A catalog of data structures and problems with approaches to solve them
Write a function that returns the youngest common ancestor to the two descendants in a tree.
Sample Input:
A
/ \
B F
/ \ \
G C S
|
D
topAncestor = node A
descendantOne = node G
descendantTwo = node D
Sample output:
Node B
# solution
class AncestralTree:
def __init__(self, name):
self.name = name
self.ancestor = None
def getYoungestCommonAncestor(topAncestor, descendantOne, descendantTwo):
"""
First, get the depth of each descendant node, then get the difference. Backtrack the lower node to come to the same level
as the higher node. Then, backtrack both nodes in tandem to find their next common parent.
O(d) time | O(1) space, where d == depth of tree.
"""
dOneDepth = getDepth(descendantOne, topAncestor)

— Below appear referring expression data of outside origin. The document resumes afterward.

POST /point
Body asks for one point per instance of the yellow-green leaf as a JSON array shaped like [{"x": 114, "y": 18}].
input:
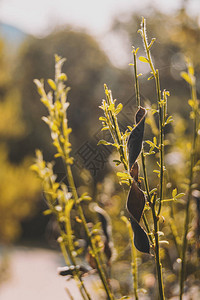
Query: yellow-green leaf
[
  {"x": 143, "y": 59},
  {"x": 187, "y": 78}
]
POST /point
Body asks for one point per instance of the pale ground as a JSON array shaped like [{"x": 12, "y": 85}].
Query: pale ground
[{"x": 33, "y": 276}]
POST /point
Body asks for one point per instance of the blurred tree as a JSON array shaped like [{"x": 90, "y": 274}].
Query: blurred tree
[
  {"x": 87, "y": 67},
  {"x": 176, "y": 35},
  {"x": 18, "y": 186}
]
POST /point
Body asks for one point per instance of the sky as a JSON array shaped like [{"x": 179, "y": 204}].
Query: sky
[{"x": 40, "y": 17}]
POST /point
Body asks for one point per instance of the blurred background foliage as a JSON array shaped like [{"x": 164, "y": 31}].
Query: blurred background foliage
[{"x": 88, "y": 68}]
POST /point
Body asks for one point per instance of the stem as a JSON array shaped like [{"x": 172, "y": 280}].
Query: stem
[
  {"x": 136, "y": 79},
  {"x": 189, "y": 196},
  {"x": 157, "y": 252},
  {"x": 134, "y": 262},
  {"x": 76, "y": 274},
  {"x": 161, "y": 152},
  {"x": 161, "y": 147}
]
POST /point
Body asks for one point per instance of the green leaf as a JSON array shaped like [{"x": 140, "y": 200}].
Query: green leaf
[
  {"x": 102, "y": 119},
  {"x": 174, "y": 193},
  {"x": 105, "y": 128},
  {"x": 119, "y": 108},
  {"x": 169, "y": 120},
  {"x": 180, "y": 195},
  {"x": 103, "y": 142},
  {"x": 143, "y": 59},
  {"x": 151, "y": 77},
  {"x": 117, "y": 162},
  {"x": 186, "y": 76},
  {"x": 52, "y": 84}
]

dTwoDepth = getDepth(descendantTwo, topAncestor)
if dOneDepth > dTwoDepth:
diff = dOneDepth - dTwoDepth
return backtrackTree(descendantOne, descendantTwo, diff)
else:
diff = dTwoDepth - dOneDepth
return backtrackTree(descendantTwo, descendantOne, diff)

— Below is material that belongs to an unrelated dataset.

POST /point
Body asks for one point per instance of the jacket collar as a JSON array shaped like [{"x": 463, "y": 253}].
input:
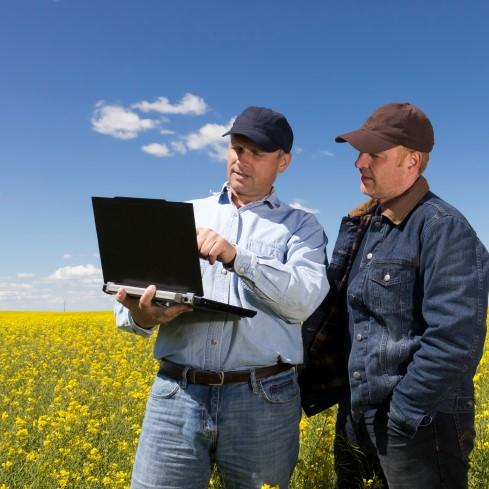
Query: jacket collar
[{"x": 397, "y": 209}]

def getDepth(node, topAncestor):
"""Returns the depth of a node."""
depth = 0
while node != topAncestor:
depth += 1
node = node.ancestor
return depth
def backtrackTree(lowerDescendant, higherDescendant, diff):
"""Takes in the descendants and their difference in depth, and uses that to backtrack to a common ancestor."""
while diff > 0:
lowerDescendant = lowerDescendant.ancestor
diff -= 1
while lowerDescendant != higherDescendant:
lowerDescendant = lowerDescendant.ancestor
higherDescendant = higherDescendant.ancestor
return lowerDescendant